Deconstructing the SPAC frenzy: What went right and wrong?

As free money, day traders and even sports bettors piled into special purpose acquisition companies during the pandemic, the structure intended to bring small companies public began to erode, creating carnage of some unready for Wall Street scrutiny.

“There are some great examples of winners being made. Unfortunately, there’s a number of examples of losers that haven’t gotten the job done,” Vince Cubbage, CEO of Tortoise Acquisition Corp., said in a keynote at FreightWaves’ Autonomous and Electric Vehicles Summit on Wednesday.

What’s next for SPACs after the bubble burst?

Cubbage’s company brought Hyliion Holdings and Volta Charging public through reverse mergers. Tortoise raised “blank check” funds from investors to seek targets for a merger, then investors set Hyliion and Volta on their way in the public markets. Cubbage and his team took a cut in stock. Tortoise is seeking a target for a third SPAC.

“SPACs have a reputation in part because of how frequently they were used recently to bring capital to high-growth companies,” he said. “But really, SPACs are nothing more than a group of investors that are led by a sponsor. And those investors and the sponsor are out looking for opportunities to invest in sector plays.”

Tortoise Acquisition focuses on companies working on decarbonizing transportation. Hyliion is working on a heavy-duty truck powertrain that could ultimately emit zero emission. Volta is in the charging space critical to powering electric trucks.

A brief history of SPACs

In his keynote, Cubbage covered the history of SPACs that led to the frenzy of 2020 and 2021. The first iteration, dating to the 1980s, had a key difference from what Cubbage called SPAC 2.0. Early SPAC investors saw their funds used to find a merger candidate. When they voted on whether a deal should happen, they remained financially committed to the company.

A rule charge occurred in the last decade. It required that all money invested in a SPAC’s public offering remain in trust until a merger. Or the money returned to investors, usually in about two years. The SPAC sponsor spent its own money to find a merger partner to bring to investors. Investors then would vote on the deal, but they did not have to keep their money committed.

“They’ll be offered a separate choice to stay invested or to exit their investment and get all of their money back through what’s known as the right of redemption,” Cubbage said. 

Early redemptions reduced the amount of money that many SPACs received toward the end of the bubble. Some of that money was replaced by private investment in public equity, a so-called PIPE.

“The private company that was thinking about taking itself public through a SPAC would end up public with all the obligations of being public and the cost of being public but without the capital in some cases that they were expecting to receive as part of the process.”

World gone crazy

But what led to 861 SPACs and $245 billion of investment in less than two years?

“I really attribute that to the pandemic and the travel restrictions and the inability of the regular way process to play out,” Cubbage said. “If you look at the 2020 and 2021 SPAC boom and you overlay that with the March 2020 lockdown that really didn’t get released until very late in 2021, the correlation is very high.”

Zoom calls replaced in-person meetings as they did in many businesses. Government stimulus money intended to stabilize the economy found its way into SPAC deals by day traders. Even sports bettors got into the act.

“The reason that capital came is because of the lack of alternatives. The sports gambling crowd was looking for things to bet on. The amount of capital that normally flows into those channels [was] looking for an alternative way to have the same level of activity, but to find a different thing to bet on.”

Speculation on SPACs drove valuations far beyond sanity.

“When we underwrote deals, we would say to our own investors, ‘We think this is worth $12 or $13 or $15 or $18 maybe. We’re buying it at $10. It’s a good deal, long term. It certainly needs to execute. It needs to perform.’ But nowhere would we be saying to our investor group, ‘Hey, this is worth $50 or $80 or $100’ like you saw.”

Even Hyliion hit nosebleed territory, trading above $50 a share just before the completion of the business combination with Tortoise in October 2020. It closed Tuesday at $3.24.
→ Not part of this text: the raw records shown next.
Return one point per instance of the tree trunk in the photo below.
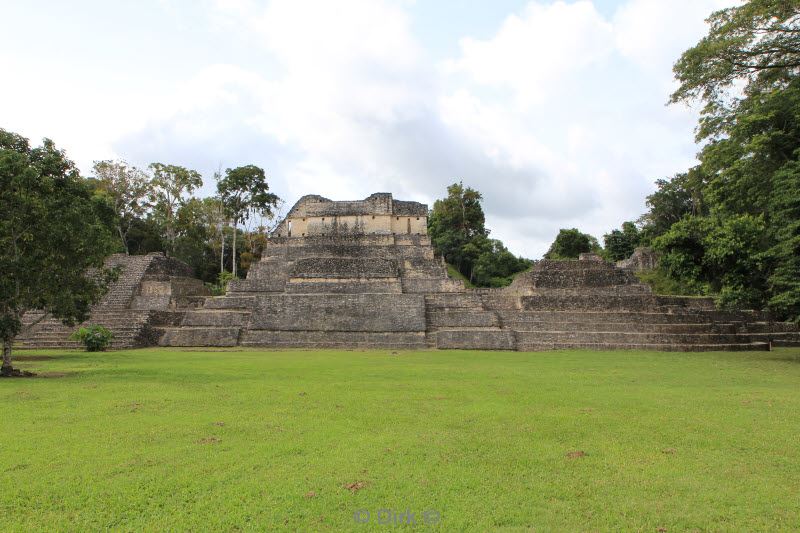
(6, 369)
(122, 238)
(234, 249)
(222, 252)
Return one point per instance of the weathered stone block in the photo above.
(327, 312)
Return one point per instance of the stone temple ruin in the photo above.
(363, 274)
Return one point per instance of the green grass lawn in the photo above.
(227, 440)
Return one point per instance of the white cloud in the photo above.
(557, 116)
(536, 51)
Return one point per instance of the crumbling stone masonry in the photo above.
(363, 274)
(151, 291)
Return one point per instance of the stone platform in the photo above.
(389, 291)
(151, 292)
(363, 274)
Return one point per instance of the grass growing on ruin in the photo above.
(196, 440)
(455, 274)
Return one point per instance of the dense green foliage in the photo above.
(244, 191)
(52, 230)
(730, 226)
(620, 243)
(96, 338)
(458, 232)
(241, 440)
(570, 243)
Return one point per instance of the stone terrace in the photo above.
(387, 289)
(151, 291)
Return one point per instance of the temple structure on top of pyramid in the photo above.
(363, 274)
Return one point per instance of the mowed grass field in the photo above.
(177, 440)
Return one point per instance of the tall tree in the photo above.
(454, 222)
(742, 241)
(52, 230)
(620, 243)
(570, 243)
(244, 191)
(127, 189)
(170, 186)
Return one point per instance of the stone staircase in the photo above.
(460, 320)
(590, 304)
(132, 327)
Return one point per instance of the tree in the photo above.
(756, 43)
(170, 184)
(244, 191)
(495, 266)
(52, 231)
(674, 199)
(454, 222)
(730, 225)
(570, 243)
(127, 189)
(620, 244)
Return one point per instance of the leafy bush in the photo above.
(95, 338)
(219, 288)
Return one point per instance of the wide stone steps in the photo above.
(127, 327)
(525, 338)
(334, 339)
(634, 317)
(705, 327)
(538, 347)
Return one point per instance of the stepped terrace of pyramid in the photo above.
(363, 274)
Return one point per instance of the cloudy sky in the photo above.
(554, 110)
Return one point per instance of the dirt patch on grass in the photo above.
(55, 374)
(17, 373)
(34, 357)
(356, 486)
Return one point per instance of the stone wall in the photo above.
(362, 278)
(377, 214)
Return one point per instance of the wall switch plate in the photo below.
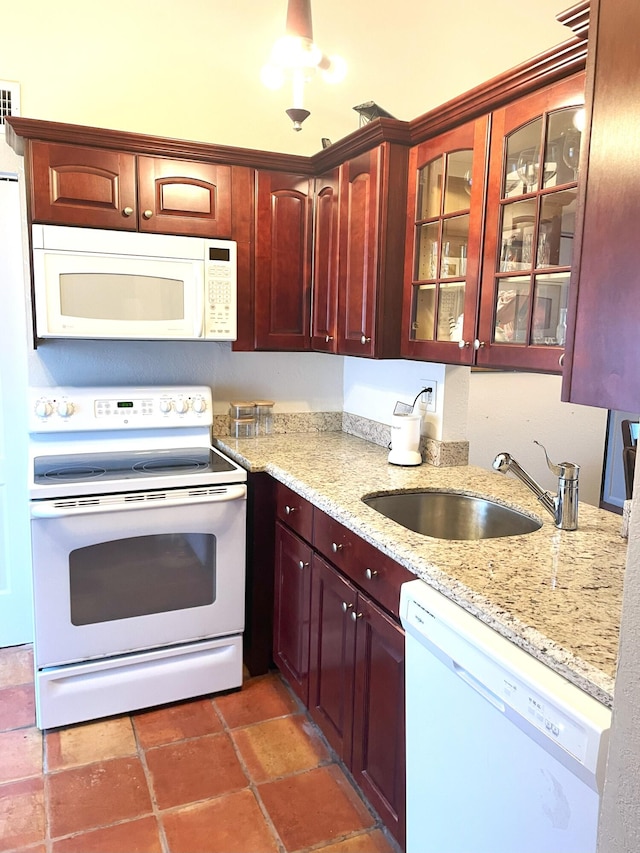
(428, 398)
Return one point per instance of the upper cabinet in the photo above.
(602, 364)
(104, 188)
(284, 215)
(529, 231)
(371, 252)
(445, 204)
(324, 311)
(490, 225)
(359, 253)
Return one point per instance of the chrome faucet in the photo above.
(563, 506)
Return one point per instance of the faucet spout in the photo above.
(563, 507)
(504, 463)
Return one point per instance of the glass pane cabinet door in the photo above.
(534, 170)
(443, 240)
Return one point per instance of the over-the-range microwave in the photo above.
(92, 283)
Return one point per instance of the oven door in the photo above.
(119, 573)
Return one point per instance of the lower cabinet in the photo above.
(338, 641)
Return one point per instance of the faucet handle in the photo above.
(565, 470)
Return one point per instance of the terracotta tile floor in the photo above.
(242, 772)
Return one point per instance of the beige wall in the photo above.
(190, 68)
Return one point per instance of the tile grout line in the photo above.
(252, 785)
(147, 775)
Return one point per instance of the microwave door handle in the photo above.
(199, 320)
(61, 509)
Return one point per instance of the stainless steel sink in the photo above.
(452, 515)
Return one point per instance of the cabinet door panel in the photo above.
(332, 649)
(359, 246)
(325, 264)
(531, 202)
(445, 204)
(283, 261)
(184, 197)
(378, 757)
(292, 610)
(71, 185)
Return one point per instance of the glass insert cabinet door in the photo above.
(534, 167)
(445, 203)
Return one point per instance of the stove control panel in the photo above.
(93, 409)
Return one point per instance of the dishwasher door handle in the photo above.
(478, 686)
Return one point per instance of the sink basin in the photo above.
(451, 515)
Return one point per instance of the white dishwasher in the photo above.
(503, 754)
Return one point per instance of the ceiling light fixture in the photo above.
(297, 58)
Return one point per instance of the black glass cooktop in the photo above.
(126, 465)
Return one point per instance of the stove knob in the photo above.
(43, 408)
(64, 408)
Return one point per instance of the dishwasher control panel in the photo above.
(516, 683)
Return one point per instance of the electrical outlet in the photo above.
(428, 398)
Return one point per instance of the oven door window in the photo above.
(141, 575)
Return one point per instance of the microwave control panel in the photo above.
(220, 320)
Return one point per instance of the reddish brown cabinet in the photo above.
(602, 364)
(529, 230)
(338, 642)
(292, 594)
(324, 309)
(491, 217)
(104, 188)
(283, 240)
(356, 688)
(445, 207)
(371, 251)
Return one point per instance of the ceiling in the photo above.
(191, 68)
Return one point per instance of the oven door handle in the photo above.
(143, 500)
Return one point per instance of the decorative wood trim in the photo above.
(555, 64)
(576, 18)
(19, 129)
(562, 61)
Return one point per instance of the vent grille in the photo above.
(9, 101)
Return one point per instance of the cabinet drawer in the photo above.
(295, 511)
(374, 572)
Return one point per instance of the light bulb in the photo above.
(336, 70)
(272, 76)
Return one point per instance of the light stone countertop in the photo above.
(557, 594)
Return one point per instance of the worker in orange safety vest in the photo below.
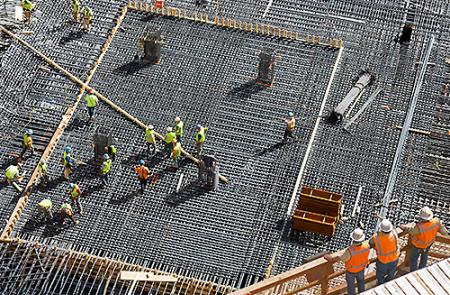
(385, 243)
(356, 258)
(423, 235)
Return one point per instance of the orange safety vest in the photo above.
(386, 245)
(359, 258)
(142, 171)
(427, 233)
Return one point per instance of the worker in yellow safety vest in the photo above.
(386, 245)
(423, 234)
(356, 259)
“The prices that some of these SPACs traded at post-announcement of a deal were completely disconnected from the fundamental value of the business as underwritten by the SPAC team,” Cubbage said.

Bad actors or bad structure?

Most SPAC investors, Cubbage said, are neither good nor bad. 

“Most participants in the SPAC market are just financially motivated. And they’re very smart investors and they understand optionality in a deal,” he said.

Some SPACs never should have bailed on going through with their mergers.

“Unfortunately, there are businesses that maybe weren’t quite ready to be public or didn’t have the quality of management team they needed to kind of transition from successful private company into successful public company,” Cubbage said. “The question is, what are they going to do to work their way out of it?”